Para, cephane ve yeterli sayıda asker yoktu.

Vatan topraklarının çok büyük kısmı işgal altındaydı,

Adana ve civarında Fransızlar,

Eskişehir, Urfa, Maraş, Samsun, Antep illerinde İngilizler,

Antalya, Konya bölgesinde İtalyanlar,

İzmir ve Trakya’da Yunanlılar,

Erzurum ve civarında ise Ermeniler vardı. Koca İmparatorluk adeta yıkılmak üzereydi.

Bu durum insanları temkinli olmaya mecbur kılmıştı. Herkes vatanını seviyor ve bu durumdan kurtarmak istiyordu. Ama bunu, lider özellikleriyle halkı örgütleyen ve bir araya getiren Mustafa Kemal Paşa ve çevresi başaracaktı.

Halk, işgalci ülkelere karşı Kuvayı Milliye, yani ‘Milli Kuvvetler’ adında düzenli olmayan orduları kuruyordu. Milli mücadele ruhu Kuvayı Milliye sayesinde tüm Anadolu’ya yayılıyordu. Ancak tüm halkın bilinçlendirilmesi, düşmanla her alanda nasıl mücadele etmesi gerektiğini bilmesi gerekiyordu.

Oldukça zor ve bir o kadar da kutsal olan bu görevi, sarı saçlı, mavi gözlü bir dev üstlenmişti.

19 Mayıs 1919’da Samsuna çıkan Mustafa Kemal, kurtuluş mücadelesinin fitilini ateşlemişti.

İlk olarak Havza Genelgesini yayımlayan Mustafa Kemal, İtilaf Devletlerinin şikayetleri üzerine, İstanbul Hükümeti tarafından geri çağırılmıştı. Ancak bu çağrıyı kabul etmeyen Mustafa Kemal Paşa, Amasya’ya geçerek orada bir genelge daha yayımlamıştı. Bu genelgeden sonra yetkileri elinden alınan Mustafa Kemal ise askerlikten istifa ederek, vatanın bir ferdi olacağını dile getirmişti.

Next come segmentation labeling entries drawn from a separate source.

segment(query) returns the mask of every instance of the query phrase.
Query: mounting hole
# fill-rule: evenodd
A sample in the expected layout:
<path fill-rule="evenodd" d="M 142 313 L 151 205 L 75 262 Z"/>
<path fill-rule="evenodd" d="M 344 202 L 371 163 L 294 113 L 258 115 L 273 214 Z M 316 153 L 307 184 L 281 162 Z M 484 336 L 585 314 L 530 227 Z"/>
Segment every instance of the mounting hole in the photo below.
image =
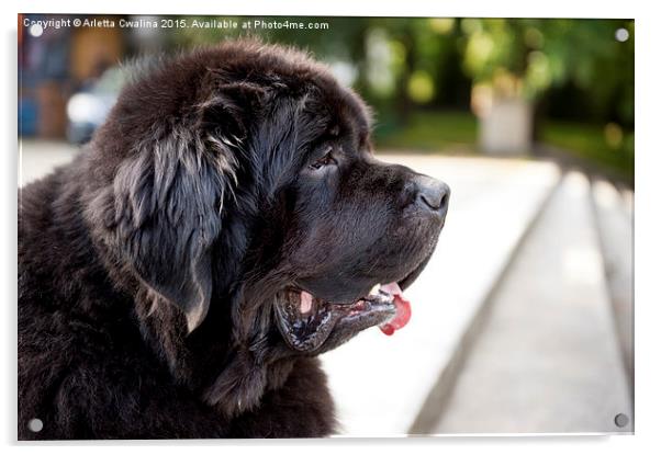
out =
<path fill-rule="evenodd" d="M 33 433 L 38 433 L 44 429 L 44 422 L 42 422 L 41 419 L 32 419 L 30 422 L 27 422 L 27 428 Z"/>
<path fill-rule="evenodd" d="M 615 416 L 615 424 L 619 428 L 624 428 L 629 423 L 629 417 L 627 414 L 619 413 Z"/>

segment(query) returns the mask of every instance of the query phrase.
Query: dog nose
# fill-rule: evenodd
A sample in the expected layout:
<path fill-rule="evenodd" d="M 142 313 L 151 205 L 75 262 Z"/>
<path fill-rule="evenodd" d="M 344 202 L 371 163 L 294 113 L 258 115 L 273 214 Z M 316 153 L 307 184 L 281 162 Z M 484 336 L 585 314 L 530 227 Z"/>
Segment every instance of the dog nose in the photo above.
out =
<path fill-rule="evenodd" d="M 419 175 L 416 178 L 416 202 L 421 207 L 438 212 L 441 215 L 448 212 L 450 187 L 447 183 L 427 175 Z"/>

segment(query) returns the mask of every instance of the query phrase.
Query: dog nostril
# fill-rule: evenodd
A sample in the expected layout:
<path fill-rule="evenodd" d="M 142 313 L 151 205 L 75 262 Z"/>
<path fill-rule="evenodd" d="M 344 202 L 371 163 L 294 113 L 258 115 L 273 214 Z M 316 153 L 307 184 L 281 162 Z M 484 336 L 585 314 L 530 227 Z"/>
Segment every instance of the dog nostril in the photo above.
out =
<path fill-rule="evenodd" d="M 445 212 L 448 208 L 450 189 L 445 183 L 434 181 L 433 184 L 421 185 L 418 201 L 435 212 Z"/>

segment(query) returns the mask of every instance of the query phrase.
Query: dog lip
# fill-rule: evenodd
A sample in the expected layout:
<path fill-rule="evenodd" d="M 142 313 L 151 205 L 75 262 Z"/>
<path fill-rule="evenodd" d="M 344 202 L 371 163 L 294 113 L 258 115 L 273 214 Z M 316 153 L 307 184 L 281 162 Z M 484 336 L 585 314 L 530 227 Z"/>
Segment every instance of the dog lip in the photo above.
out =
<path fill-rule="evenodd" d="M 277 299 L 276 319 L 282 338 L 295 351 L 313 352 L 323 346 L 336 326 L 354 331 L 377 326 L 395 312 L 394 296 L 388 293 L 368 295 L 350 304 L 336 304 L 313 298 L 312 311 L 301 312 L 292 302 L 301 291 L 288 288 Z"/>

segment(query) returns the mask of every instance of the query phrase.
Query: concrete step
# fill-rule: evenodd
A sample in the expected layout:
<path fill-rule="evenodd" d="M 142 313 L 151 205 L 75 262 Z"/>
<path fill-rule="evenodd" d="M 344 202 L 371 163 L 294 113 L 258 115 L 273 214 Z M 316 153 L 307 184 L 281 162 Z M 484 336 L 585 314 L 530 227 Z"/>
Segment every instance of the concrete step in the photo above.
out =
<path fill-rule="evenodd" d="M 340 435 L 405 435 L 439 377 L 451 382 L 462 338 L 559 180 L 548 162 L 381 156 L 452 189 L 436 253 L 406 291 L 413 317 L 392 337 L 369 329 L 322 356 Z"/>
<path fill-rule="evenodd" d="M 489 302 L 433 433 L 632 431 L 590 192 L 583 174 L 563 179 Z"/>
<path fill-rule="evenodd" d="M 615 326 L 628 376 L 634 373 L 634 215 L 632 194 L 609 182 L 592 184 L 595 218 Z M 632 386 L 632 385 L 631 385 Z"/>

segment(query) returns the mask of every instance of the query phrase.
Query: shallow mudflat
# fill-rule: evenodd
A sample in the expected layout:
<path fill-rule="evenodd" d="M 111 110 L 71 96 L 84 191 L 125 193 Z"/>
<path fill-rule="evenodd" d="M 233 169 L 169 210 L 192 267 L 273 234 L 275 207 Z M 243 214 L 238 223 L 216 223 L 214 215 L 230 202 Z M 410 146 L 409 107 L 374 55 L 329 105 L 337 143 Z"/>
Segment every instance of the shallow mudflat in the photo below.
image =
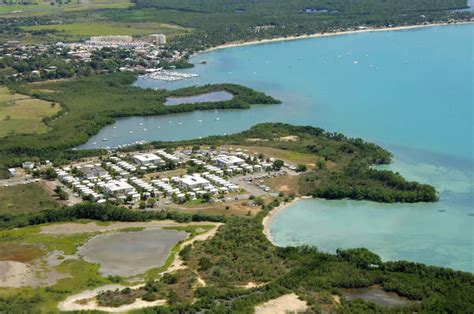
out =
<path fill-rule="evenodd" d="M 171 248 L 186 237 L 186 232 L 159 228 L 104 234 L 92 238 L 79 254 L 100 264 L 103 276 L 134 276 L 162 266 Z"/>
<path fill-rule="evenodd" d="M 379 286 L 345 289 L 344 296 L 349 299 L 362 299 L 384 306 L 402 306 L 409 301 L 394 292 L 386 292 Z"/>
<path fill-rule="evenodd" d="M 176 106 L 181 104 L 197 104 L 202 102 L 227 101 L 234 98 L 234 95 L 227 91 L 210 92 L 188 97 L 168 97 L 165 105 Z"/>

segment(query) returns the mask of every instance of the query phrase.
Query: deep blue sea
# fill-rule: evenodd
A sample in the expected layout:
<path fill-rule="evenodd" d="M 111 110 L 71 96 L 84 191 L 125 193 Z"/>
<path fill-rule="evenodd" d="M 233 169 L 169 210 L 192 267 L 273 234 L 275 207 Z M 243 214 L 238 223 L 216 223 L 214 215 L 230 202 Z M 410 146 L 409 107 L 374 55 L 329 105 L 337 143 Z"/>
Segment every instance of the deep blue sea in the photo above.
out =
<path fill-rule="evenodd" d="M 264 121 L 362 137 L 394 153 L 391 169 L 435 185 L 440 202 L 308 200 L 274 219 L 274 242 L 314 244 L 325 251 L 364 246 L 385 260 L 474 272 L 473 50 L 473 24 L 215 50 L 192 60 L 207 64 L 185 71 L 198 78 L 136 84 L 175 89 L 239 83 L 283 104 L 120 119 L 83 147 L 232 133 Z M 104 137 L 109 141 L 102 142 Z"/>

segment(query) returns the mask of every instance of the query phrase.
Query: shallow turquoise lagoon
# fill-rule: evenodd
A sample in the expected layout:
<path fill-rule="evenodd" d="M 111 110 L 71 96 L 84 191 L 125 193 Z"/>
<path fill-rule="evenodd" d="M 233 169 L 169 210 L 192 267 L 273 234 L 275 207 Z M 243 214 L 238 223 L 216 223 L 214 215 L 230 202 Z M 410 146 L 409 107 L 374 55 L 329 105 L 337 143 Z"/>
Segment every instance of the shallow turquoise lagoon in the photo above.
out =
<path fill-rule="evenodd" d="M 283 103 L 121 119 L 83 147 L 225 134 L 265 121 L 308 124 L 362 137 L 394 152 L 392 169 L 435 185 L 441 201 L 415 205 L 308 201 L 274 221 L 275 243 L 310 243 L 327 250 L 367 246 L 384 259 L 474 271 L 473 46 L 470 24 L 200 54 L 192 61 L 207 64 L 186 70 L 199 73 L 198 78 L 173 83 L 139 79 L 136 84 L 175 89 L 239 83 Z M 102 142 L 104 137 L 109 141 Z M 344 221 L 352 222 L 351 228 Z"/>

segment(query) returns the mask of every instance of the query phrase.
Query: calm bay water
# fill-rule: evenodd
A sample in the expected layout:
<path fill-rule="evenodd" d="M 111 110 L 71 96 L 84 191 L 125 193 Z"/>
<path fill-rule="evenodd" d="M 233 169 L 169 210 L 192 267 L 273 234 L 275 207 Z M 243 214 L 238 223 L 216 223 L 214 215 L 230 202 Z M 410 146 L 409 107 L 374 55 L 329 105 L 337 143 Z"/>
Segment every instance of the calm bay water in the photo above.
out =
<path fill-rule="evenodd" d="M 83 147 L 232 133 L 265 121 L 362 137 L 394 152 L 392 169 L 435 185 L 441 201 L 301 202 L 274 220 L 275 243 L 309 243 L 328 251 L 366 246 L 384 259 L 474 271 L 473 33 L 472 24 L 431 27 L 201 54 L 193 61 L 207 64 L 186 70 L 199 73 L 198 78 L 173 83 L 139 79 L 137 85 L 175 89 L 239 83 L 283 103 L 121 119 Z M 109 141 L 102 142 L 104 137 Z"/>

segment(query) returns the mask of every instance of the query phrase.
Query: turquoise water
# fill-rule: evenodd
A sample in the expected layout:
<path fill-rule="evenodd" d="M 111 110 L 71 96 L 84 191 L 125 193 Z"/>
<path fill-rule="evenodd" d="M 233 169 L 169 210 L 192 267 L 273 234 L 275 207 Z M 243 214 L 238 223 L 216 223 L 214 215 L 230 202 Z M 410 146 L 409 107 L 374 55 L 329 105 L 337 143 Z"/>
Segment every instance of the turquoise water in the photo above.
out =
<path fill-rule="evenodd" d="M 310 124 L 362 137 L 394 152 L 392 169 L 435 185 L 441 201 L 307 201 L 275 219 L 275 243 L 311 243 L 327 250 L 367 246 L 384 259 L 474 271 L 473 33 L 472 24 L 430 27 L 201 54 L 193 61 L 207 64 L 186 70 L 199 73 L 198 78 L 173 83 L 140 79 L 137 85 L 174 89 L 240 83 L 283 103 L 121 119 L 84 147 L 232 133 L 264 121 Z M 103 137 L 109 141 L 101 142 Z M 346 222 L 353 222 L 353 228 L 345 227 Z"/>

Amasya Genelgesi’nden sonra sırasıyla Erzurum, Balıkesir ve Sivas Kongreleri gerçekleştirilmiş ve bu kongrelerde, ‘Milli sınırlar içinde vatan bir bütündür, parçalanamaz’, ‘Manda ve himaye kabul edilemez’ gibi çok önemli maddeler ilan edilmişti.

Tabi ki bu kurtuluş mücadelesi sadece genelgelerle ve kongrelerle devam etmeyecekti. Vatan toprağı için savaşmak, kan akıtmak gerektiğini en iyi bilenlerden birisi hiç kuşkusuz Mustafa Kemal Paşa’ydı. Ve bu işin düzenli bir orduyla yapılması gerektiğinin farkındaydı. Bu yüzden 16 Mayıs 1920 de düzenli ordunun temelleri atılmıştı.

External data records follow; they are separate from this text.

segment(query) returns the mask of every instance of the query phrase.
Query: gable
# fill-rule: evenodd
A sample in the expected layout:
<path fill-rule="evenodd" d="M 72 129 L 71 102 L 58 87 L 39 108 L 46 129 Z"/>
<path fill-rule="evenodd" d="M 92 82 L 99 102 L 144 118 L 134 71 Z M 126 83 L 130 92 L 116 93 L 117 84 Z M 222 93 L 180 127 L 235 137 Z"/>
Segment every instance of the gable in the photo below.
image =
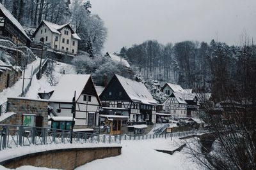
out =
<path fill-rule="evenodd" d="M 98 101 L 99 104 L 101 105 L 100 100 L 99 98 L 92 77 L 90 77 L 89 80 L 88 80 L 86 84 L 84 86 L 84 89 L 82 91 L 81 94 L 87 94 L 90 96 L 95 96 L 97 100 Z"/>
<path fill-rule="evenodd" d="M 109 96 L 109 92 L 111 95 Z M 121 95 L 120 95 L 121 92 Z M 107 87 L 100 95 L 101 101 L 131 101 L 116 76 L 113 76 Z"/>

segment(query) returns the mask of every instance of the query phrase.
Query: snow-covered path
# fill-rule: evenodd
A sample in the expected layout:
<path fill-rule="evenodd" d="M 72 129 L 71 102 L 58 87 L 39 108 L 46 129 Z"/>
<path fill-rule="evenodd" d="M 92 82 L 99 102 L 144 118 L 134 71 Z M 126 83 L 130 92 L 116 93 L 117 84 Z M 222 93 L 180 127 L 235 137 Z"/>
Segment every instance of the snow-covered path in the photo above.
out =
<path fill-rule="evenodd" d="M 34 70 L 40 64 L 40 58 L 36 57 L 36 60 L 28 64 L 27 69 L 25 71 L 24 89 L 29 82 L 29 79 L 31 76 L 31 70 Z M 23 73 L 22 73 L 23 76 Z M 11 87 L 8 87 L 0 92 L 0 104 L 7 101 L 8 97 L 17 97 L 22 93 L 22 76 L 19 78 L 19 80 Z"/>
<path fill-rule="evenodd" d="M 76 169 L 200 169 L 196 163 L 182 151 L 171 155 L 155 150 L 173 150 L 179 141 L 177 138 L 174 141 L 164 138 L 143 141 L 122 141 L 121 155 L 96 160 Z"/>

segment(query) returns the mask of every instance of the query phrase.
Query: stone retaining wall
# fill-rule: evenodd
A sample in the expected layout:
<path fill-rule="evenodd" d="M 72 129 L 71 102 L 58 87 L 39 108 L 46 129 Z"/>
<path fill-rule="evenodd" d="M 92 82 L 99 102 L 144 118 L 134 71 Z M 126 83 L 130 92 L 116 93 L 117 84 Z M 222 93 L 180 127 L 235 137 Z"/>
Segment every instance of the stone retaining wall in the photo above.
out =
<path fill-rule="evenodd" d="M 121 154 L 121 146 L 68 148 L 38 152 L 0 162 L 8 168 L 22 166 L 72 170 L 92 160 Z"/>

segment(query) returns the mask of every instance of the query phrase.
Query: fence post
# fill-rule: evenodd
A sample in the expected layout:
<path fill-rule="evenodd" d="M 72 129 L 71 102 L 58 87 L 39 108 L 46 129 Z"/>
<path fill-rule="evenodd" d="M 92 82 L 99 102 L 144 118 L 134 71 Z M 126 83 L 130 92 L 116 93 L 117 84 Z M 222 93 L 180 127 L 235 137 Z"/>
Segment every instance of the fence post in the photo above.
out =
<path fill-rule="evenodd" d="M 52 141 L 56 143 L 56 129 L 53 129 L 52 131 Z"/>
<path fill-rule="evenodd" d="M 23 134 L 23 127 L 20 126 L 19 127 L 19 145 L 22 146 L 22 134 Z"/>
<path fill-rule="evenodd" d="M 61 143 L 65 143 L 65 140 L 64 140 L 64 131 L 61 131 Z"/>
<path fill-rule="evenodd" d="M 43 132 L 44 132 L 44 133 L 43 133 L 43 143 L 44 143 L 44 145 L 45 145 L 46 144 L 46 135 L 47 135 L 47 129 L 44 129 L 44 131 L 43 131 Z"/>
<path fill-rule="evenodd" d="M 32 143 L 33 145 L 35 144 L 36 131 L 36 129 L 35 127 L 32 127 L 32 139 L 31 139 L 31 142 L 32 142 Z"/>
<path fill-rule="evenodd" d="M 3 143 L 2 143 L 2 146 L 1 148 L 2 148 L 3 150 L 6 148 L 6 128 L 5 126 L 3 127 L 2 132 L 1 132 L 1 137 L 3 136 Z M 1 149 L 0 148 L 0 150 Z"/>

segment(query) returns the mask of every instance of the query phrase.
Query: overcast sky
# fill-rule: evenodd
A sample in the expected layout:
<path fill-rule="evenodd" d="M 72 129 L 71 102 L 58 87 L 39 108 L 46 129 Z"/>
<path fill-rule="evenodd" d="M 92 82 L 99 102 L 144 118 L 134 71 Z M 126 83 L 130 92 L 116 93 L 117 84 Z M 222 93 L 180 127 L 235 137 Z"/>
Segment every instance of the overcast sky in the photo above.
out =
<path fill-rule="evenodd" d="M 166 44 L 218 39 L 236 45 L 246 31 L 256 41 L 256 0 L 90 0 L 108 30 L 104 51 L 156 39 Z"/>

Birinci İnönü Savaşı ile başlayan ve Büyük Taarruz ile son bulan bu savaşlar döneminde Türk Ordusu çok şanlı bir mücadele sürdürerek, ana yurdunu savunmasını bilmiş ve düşmanı topraklarından kovmayı başarmıştı.

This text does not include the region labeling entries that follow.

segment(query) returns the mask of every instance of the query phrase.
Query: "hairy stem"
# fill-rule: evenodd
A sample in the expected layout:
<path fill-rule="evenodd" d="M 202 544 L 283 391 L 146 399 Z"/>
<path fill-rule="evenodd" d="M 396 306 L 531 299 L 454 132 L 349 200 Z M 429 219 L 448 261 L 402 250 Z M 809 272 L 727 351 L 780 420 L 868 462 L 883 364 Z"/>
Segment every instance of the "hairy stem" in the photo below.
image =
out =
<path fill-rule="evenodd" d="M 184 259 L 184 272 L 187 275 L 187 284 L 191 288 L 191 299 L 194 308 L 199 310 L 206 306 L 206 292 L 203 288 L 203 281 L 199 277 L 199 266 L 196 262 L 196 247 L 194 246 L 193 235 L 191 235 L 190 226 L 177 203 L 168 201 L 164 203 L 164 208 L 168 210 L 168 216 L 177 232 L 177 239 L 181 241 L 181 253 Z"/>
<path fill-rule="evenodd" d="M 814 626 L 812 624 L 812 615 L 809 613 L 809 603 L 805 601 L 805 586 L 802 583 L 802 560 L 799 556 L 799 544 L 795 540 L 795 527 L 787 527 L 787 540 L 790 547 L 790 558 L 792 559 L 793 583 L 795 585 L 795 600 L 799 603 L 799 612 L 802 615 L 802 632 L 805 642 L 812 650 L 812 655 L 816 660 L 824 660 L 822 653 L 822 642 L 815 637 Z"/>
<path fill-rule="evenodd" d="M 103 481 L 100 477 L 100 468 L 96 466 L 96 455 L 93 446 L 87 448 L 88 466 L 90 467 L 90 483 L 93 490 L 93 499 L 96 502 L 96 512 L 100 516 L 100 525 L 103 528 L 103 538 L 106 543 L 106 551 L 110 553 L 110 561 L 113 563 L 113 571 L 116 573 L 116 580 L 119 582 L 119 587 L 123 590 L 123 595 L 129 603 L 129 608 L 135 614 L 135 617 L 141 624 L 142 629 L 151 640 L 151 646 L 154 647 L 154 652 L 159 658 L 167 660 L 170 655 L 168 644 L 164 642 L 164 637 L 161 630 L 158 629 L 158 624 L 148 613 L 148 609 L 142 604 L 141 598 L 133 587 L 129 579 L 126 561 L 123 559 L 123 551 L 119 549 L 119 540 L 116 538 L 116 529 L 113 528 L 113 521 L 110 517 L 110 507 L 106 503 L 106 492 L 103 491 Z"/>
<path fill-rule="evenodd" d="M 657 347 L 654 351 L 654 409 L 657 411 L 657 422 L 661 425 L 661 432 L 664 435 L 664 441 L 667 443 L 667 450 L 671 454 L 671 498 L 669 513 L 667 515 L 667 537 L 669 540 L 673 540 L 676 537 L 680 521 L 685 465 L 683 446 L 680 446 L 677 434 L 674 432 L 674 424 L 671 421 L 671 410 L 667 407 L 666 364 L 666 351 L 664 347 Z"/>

Vatan topraklarının, işgalden kesin kurtuluşunun ardından 30 Ağustos 1922’de zafer ilan edilmişti.

Dün, bu büyük zaferin tam 96’ıncı yılıydı. Neredeyse bir asırdır kutladığımız bu zaferin önemini ve bunu bize kazandıran sürecin milli ruhunu sizce yeterince idrak edebildik mi?

Hayır.

Eğer gerçekten bunu idrak etmiş olsaydık,

Başka ülkelerin ürettiği telefonlardan, yine onların tasarladığı sosyal medya araçları üzerinden bu zaferle alakalı bir iki yazı ve fotoğraf paylaşmaz,

Onların ürettiği arabaları sürmez,

Onların inşa ettiği köprülerden geçmez,

Onların tasarladığı kıyafetleri giymez,

Onlardan ithal ettiğimiz tohumları kullanmazdık.

Eğer bu zaferi sadece bayram olarak görmeyip, altında yatan büyük tarih dersini almış olsaydık, bugün ithal eden değil, ihraç eden,

Tasarlananı beğenen değil, tasarladığı beğenilen,

Örnek alan değil, örnek alınan olurduk.

Bu sene, herkesin, başta Gazi Mustafa Kemal, onun silah arkadaşları ve bu uğurda kan akıtmış yüce Türk Milleti’nin bize verdiği dersi anladığı, tüketen değil üreten bir ülke olmamız için mücadele ettiklerini farkına vardığı bir sene olsun. Olsun ki, seneye daha yüksek sesle 30 Ağustos Zafer Bayramı’mız kutlu olsun diyebilelim.